10- Paul entame lui-même un séjour à Paris. Il habite le 15e arrondissement. Nous sommes en 1971. Je lis ce passage dans un café de la rue Vieille-du-Temple, où j'ai commandé une bière justement en 1971 et l'attends toujours.

13- Paul conclut son séjour en France avec un arrêt de huit mois dans le sud-est de la Provence. La description des lieux et du contexte est magnifique. Je me trouve pour ma part installé sur un banc public de l'île Saint-Louis. J'aime beaucoup l'endroit, mais ça se passe mal. Le couple sur le banc voisin se donne dans un french avec une trame audio. Je n'ai rien contre un bon french en public, mais pas le droit de faire des hmmmmm et haaaaaa... entre les punchs.

14- Paul est de retour à New York et occupe un appartement de Manhattan. Je change de banc. Un sans-abri est allongé sur le banc à ma droite, fait une sieste. Je suis aux deux tiers de mon banc, c'est-à-dire que j'ai environ quatre pieds libres à ma gauche, deux pieds à ma droite. Un quinquagénaire enfreint deux lois non écrites du banc public en s'assoyant sur le même banc que moi, alors que plein d'autres sont libres, et par surcroît choisit la petite partie droite de deux pieds, au lieu de la vaste de quatre pieds. Nos cuisses se frôlent. C'est ridicule. Mais je résiste, il cède avant moi et part.

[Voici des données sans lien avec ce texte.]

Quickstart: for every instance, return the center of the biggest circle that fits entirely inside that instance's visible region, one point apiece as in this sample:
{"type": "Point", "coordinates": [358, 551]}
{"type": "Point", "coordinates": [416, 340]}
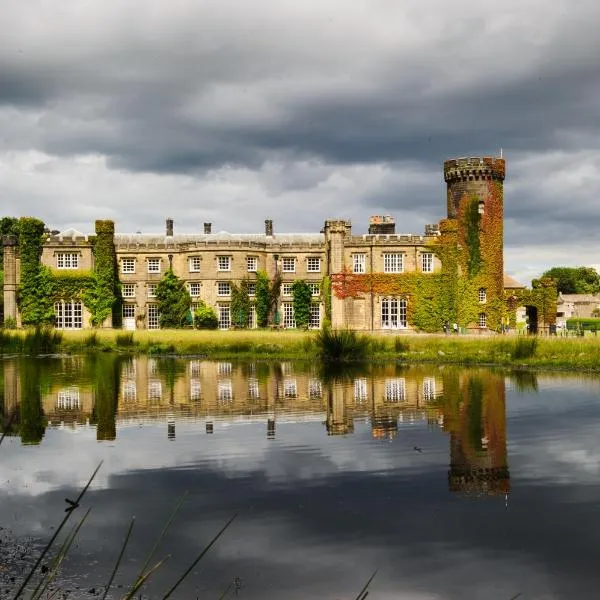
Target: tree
{"type": "Point", "coordinates": [572, 280]}
{"type": "Point", "coordinates": [173, 301]}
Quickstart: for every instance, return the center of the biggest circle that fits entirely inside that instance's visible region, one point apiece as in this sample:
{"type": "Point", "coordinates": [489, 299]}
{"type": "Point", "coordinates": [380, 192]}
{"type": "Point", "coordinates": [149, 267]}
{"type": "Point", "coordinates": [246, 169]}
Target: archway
{"type": "Point", "coordinates": [532, 316]}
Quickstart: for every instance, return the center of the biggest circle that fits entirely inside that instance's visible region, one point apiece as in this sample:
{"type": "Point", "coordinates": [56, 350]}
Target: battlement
{"type": "Point", "coordinates": [473, 168]}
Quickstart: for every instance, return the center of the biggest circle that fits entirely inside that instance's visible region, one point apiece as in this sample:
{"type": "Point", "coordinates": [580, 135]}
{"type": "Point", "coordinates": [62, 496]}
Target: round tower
{"type": "Point", "coordinates": [471, 176]}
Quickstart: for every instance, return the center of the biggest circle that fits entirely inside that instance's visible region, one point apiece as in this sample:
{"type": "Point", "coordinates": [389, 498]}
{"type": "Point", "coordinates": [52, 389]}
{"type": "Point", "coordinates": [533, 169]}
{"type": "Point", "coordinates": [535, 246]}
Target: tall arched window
{"type": "Point", "coordinates": [393, 313]}
{"type": "Point", "coordinates": [69, 314]}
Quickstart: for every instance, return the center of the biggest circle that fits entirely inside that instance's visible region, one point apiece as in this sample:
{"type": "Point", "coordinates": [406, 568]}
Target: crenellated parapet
{"type": "Point", "coordinates": [474, 168]}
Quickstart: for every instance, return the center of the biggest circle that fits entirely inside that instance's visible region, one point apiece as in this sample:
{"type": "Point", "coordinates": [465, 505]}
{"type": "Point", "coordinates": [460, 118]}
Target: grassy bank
{"type": "Point", "coordinates": [544, 352]}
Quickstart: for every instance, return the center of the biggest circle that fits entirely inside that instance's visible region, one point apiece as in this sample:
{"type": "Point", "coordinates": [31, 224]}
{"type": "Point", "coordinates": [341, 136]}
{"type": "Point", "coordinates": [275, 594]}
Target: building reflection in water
{"type": "Point", "coordinates": [103, 390]}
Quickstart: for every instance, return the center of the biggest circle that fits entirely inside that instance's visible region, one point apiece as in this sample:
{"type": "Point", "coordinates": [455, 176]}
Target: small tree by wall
{"type": "Point", "coordinates": [173, 301]}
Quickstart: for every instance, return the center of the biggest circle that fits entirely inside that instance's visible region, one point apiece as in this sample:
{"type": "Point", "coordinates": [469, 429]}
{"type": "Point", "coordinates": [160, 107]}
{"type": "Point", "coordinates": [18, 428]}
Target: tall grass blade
{"type": "Point", "coordinates": [364, 593]}
{"type": "Point", "coordinates": [199, 557]}
{"type": "Point", "coordinates": [57, 532]}
{"type": "Point", "coordinates": [62, 553]}
{"type": "Point", "coordinates": [142, 580]}
{"type": "Point", "coordinates": [120, 558]}
{"type": "Point", "coordinates": [160, 537]}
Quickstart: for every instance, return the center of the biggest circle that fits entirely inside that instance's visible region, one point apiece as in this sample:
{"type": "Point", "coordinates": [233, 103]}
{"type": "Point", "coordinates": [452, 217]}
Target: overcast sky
{"type": "Point", "coordinates": [236, 111]}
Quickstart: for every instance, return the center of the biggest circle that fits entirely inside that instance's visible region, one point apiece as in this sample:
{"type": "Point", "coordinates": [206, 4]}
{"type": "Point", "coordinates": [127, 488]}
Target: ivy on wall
{"type": "Point", "coordinates": [302, 300]}
{"type": "Point", "coordinates": [263, 299]}
{"type": "Point", "coordinates": [36, 287]}
{"type": "Point", "coordinates": [240, 304]}
{"type": "Point", "coordinates": [470, 249]}
{"type": "Point", "coordinates": [103, 293]}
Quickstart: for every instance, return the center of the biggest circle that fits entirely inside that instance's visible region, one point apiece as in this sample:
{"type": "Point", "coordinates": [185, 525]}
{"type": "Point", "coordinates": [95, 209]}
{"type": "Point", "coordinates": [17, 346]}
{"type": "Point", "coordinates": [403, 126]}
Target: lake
{"type": "Point", "coordinates": [453, 483]}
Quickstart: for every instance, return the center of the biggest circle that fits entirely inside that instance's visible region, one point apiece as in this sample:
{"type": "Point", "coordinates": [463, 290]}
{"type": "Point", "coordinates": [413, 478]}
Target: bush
{"type": "Point", "coordinates": [583, 324]}
{"type": "Point", "coordinates": [341, 345]}
{"type": "Point", "coordinates": [205, 317]}
{"type": "Point", "coordinates": [124, 339]}
{"type": "Point", "coordinates": [524, 347]}
{"type": "Point", "coordinates": [10, 323]}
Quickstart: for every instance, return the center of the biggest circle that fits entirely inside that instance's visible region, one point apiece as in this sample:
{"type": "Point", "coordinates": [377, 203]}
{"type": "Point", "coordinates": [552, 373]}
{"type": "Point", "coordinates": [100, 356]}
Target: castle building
{"type": "Point", "coordinates": [381, 280]}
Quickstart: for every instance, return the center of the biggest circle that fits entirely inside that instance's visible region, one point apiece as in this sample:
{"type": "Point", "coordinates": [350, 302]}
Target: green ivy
{"type": "Point", "coordinates": [173, 301]}
{"type": "Point", "coordinates": [103, 294]}
{"type": "Point", "coordinates": [240, 305]}
{"type": "Point", "coordinates": [36, 288]}
{"type": "Point", "coordinates": [263, 302]}
{"type": "Point", "coordinates": [302, 301]}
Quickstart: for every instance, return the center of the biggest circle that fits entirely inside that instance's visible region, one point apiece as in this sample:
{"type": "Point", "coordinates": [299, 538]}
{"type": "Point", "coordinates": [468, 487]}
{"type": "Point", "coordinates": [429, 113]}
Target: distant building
{"type": "Point", "coordinates": [382, 280]}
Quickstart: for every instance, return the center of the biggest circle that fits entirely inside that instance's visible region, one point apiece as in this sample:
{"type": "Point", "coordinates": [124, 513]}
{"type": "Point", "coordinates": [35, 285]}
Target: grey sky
{"type": "Point", "coordinates": [232, 112]}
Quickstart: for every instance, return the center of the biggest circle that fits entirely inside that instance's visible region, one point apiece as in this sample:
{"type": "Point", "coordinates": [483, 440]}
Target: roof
{"type": "Point", "coordinates": [511, 283]}
{"type": "Point", "coordinates": [579, 298]}
{"type": "Point", "coordinates": [221, 236]}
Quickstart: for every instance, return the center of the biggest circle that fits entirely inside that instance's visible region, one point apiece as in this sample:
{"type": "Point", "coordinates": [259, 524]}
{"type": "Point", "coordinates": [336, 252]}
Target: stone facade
{"type": "Point", "coordinates": [210, 262]}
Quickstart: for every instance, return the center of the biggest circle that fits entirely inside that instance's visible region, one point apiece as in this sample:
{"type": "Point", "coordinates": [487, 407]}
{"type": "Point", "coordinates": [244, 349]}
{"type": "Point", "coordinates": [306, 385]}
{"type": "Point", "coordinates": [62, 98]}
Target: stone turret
{"type": "Point", "coordinates": [10, 244]}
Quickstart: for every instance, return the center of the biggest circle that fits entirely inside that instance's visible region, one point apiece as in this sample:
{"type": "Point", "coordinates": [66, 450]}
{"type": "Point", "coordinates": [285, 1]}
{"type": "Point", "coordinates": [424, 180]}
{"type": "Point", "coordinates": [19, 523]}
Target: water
{"type": "Point", "coordinates": [453, 483]}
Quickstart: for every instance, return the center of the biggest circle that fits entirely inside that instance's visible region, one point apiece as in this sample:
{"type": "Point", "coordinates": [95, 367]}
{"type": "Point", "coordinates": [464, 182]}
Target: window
{"type": "Point", "coordinates": [253, 389]}
{"type": "Point", "coordinates": [195, 390]}
{"type": "Point", "coordinates": [427, 262]}
{"type": "Point", "coordinates": [358, 263]}
{"type": "Point", "coordinates": [129, 391]}
{"type": "Point", "coordinates": [223, 263]}
{"type": "Point", "coordinates": [395, 390]}
{"type": "Point", "coordinates": [360, 389]}
{"type": "Point", "coordinates": [67, 260]}
{"type": "Point", "coordinates": [393, 263]}
{"type": "Point", "coordinates": [68, 398]}
{"type": "Point", "coordinates": [252, 317]}
{"type": "Point", "coordinates": [128, 265]}
{"type": "Point", "coordinates": [223, 288]}
{"type": "Point", "coordinates": [224, 368]}
{"type": "Point", "coordinates": [313, 264]}
{"type": "Point", "coordinates": [153, 319]}
{"type": "Point", "coordinates": [290, 388]}
{"type": "Point", "coordinates": [252, 264]}
{"type": "Point", "coordinates": [68, 314]}
{"type": "Point", "coordinates": [224, 317]}
{"type": "Point", "coordinates": [288, 264]}
{"type": "Point", "coordinates": [154, 390]}
{"type": "Point", "coordinates": [154, 265]}
{"type": "Point", "coordinates": [315, 389]}
{"type": "Point", "coordinates": [314, 317]}
{"type": "Point", "coordinates": [429, 388]}
{"type": "Point", "coordinates": [194, 264]}
{"type": "Point", "coordinates": [393, 313]}
{"type": "Point", "coordinates": [288, 315]}
{"type": "Point", "coordinates": [225, 391]}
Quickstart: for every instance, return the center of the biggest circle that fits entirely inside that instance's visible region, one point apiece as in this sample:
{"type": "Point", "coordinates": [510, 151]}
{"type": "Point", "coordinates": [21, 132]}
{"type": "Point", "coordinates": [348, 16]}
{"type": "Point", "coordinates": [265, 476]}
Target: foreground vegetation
{"type": "Point", "coordinates": [582, 353]}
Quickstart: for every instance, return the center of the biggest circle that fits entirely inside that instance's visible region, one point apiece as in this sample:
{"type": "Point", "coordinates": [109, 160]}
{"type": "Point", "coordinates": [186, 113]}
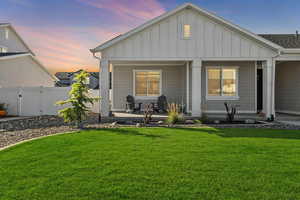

15- Paul fait une escale à Berkeley, Californie, en 1978. J'en suis à célébrer mon triomphe quand le sans-abri du banc voisin se réveille, s'installe au bout du banc en position assise, baisse son pantalon et... oui... ruine officiellement ma journée de son urine.

Le couple de frencheux n'a jamais cessé de s'ébruiter.

21- Après quelques adresses temporaires à Brooklyn, Paul adopte le quartier pour de bon. C'est de sa maison de Park Slope, qu'il habite depuis 20 ans, qu'il conclut le livre. J'ai beaucoup aimé, mais je suggère de lire d'autres ouvrages de Paul Auster avant d'acheter Chronique d'hiver. Je crois qu'on est davantage intéressé par la vie de l'auteur si on est familier avec son travail. Essayez Moon Palace, Oracle Night ou Invisible.

De mon côté, il est 1 h 34 du matin, et la joie que le spectacle donné ce soir m'avait procurée vient d'être mangée par un cave qui hurle sa vie devant mon appartement. Carrément. Il est saoul, est assis sur le trottoir et hurle, tout simplement. Attendez, ils sont deux. Y'en a un qui vient de roter. L'autre rit. Ils ont plus de 40 ans. C'est d'une tristesse inouïe.

Ai-je mentionné qu'il pleut depuis un mois à Paris ?

Demain, je m'en vais à Nice. Je dirais même que je décânice*.

* Merci, ça fait une semaine que je cherche un endroit québécois pour placer ça.